CHICAGO/NEW YORK (Reuters) – Bunge Ltd is able to withstand any global agricultural trade disruptions arising from U.S.-China tensions, thanks to its massive soybean processing capacity in South America and expansion in Europe, Chief Executive Soren Schroder said at an investor event in New York on Wednesday.
While ongoing trade tensions are not good for the overall grain sector, Bunge’s “footprint comes into play at times like this,” Schroder said.
Bunge is a dominant player in the grain trade in South America, with assets in Brazil that include factories, mills, silos, distribution centers and port terminals.
Bunge also has a strong presence in Argentina, the world’s leading exporter of soymeal and soy oil. Last year it acquired two oilseed crushing plants from rival Cargill Inc in the Netherlands and France.
“You can arbitrage the soybean sourcing from any origin,” because of that, said Schroder, who was speaking at the BMO Capital Markets 2018 Farm to Market Conference.
Global grain marketers such as Bunge, Cargill and Archer Daniels Midland Co have seized upon trade tensions between the United States and several of its top export markets, including China, to turn around struggling trading units following one of the toughest years ever for the industry.
Growing trade disputes are disrupting agricultural supply chains worldwide, with Mexico sourcing more of its corn from Brazil and ships carrying U.S. sorghum exports turning around after China raised prices for buyers.

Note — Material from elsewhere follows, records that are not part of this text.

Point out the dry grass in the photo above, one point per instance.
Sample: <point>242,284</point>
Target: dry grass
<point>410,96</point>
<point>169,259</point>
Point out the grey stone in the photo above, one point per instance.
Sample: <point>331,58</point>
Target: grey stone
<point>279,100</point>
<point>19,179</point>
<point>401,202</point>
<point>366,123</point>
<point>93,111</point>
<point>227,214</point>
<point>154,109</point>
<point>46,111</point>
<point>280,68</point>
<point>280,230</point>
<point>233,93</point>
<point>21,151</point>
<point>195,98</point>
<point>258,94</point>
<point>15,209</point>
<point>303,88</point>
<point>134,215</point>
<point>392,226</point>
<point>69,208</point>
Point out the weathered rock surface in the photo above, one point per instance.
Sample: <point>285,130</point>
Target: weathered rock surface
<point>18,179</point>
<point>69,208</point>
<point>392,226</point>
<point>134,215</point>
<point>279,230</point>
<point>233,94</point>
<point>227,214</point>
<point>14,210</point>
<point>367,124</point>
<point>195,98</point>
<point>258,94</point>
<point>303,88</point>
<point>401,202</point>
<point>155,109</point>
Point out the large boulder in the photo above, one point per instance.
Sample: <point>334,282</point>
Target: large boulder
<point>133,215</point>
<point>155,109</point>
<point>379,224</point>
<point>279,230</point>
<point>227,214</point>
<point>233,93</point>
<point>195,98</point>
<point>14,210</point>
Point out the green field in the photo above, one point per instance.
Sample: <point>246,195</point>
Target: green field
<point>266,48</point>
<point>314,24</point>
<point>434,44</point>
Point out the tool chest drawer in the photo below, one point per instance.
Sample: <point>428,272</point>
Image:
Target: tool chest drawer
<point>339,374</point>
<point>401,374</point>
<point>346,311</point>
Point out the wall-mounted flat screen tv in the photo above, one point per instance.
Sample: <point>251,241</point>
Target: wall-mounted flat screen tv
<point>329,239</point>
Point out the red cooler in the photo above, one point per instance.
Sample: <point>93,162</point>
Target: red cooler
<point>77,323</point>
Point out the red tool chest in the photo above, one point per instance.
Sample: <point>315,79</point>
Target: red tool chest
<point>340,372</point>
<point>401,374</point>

Beyond the trade tensions, a drought in Argentina prompted some soy crushers to purchase U.S. soybeans for fall delivery to fill an anticipated gap.
But Bunge is not one of them, Schroder said. Right now, the margins do not justify such moves, he said, and Bunge does not believe the volume of such trade flows will be particularly significant.
Still, Schroder said, the company will source U.S. soybeans for its South American facilities if the margins justify it.
Schroder said Bunge has readied its Brazilian sugar milling unit to “stand on its own two feet.” The company has been looking to sell the beleaguered sugar assets since 2013, but because of a downturn in the sector and the high price at which Bunge scooped up the mills, no deal has emerged.
Raw sugar prices are languishing at multi-year lows as huge global supplies of the sweetener outpace demand. Bunge completed a key filing for a potential IPO of its sugar milling business on Tuesday.
The move “gives us the option to take that company public if we so choose, depending on the environment,” said Executive Vice President and Chief Financial Officer Thomas Boehlert. “So we would maintain a majority ownership and participate in the company, and potentially exit altogether down the road.”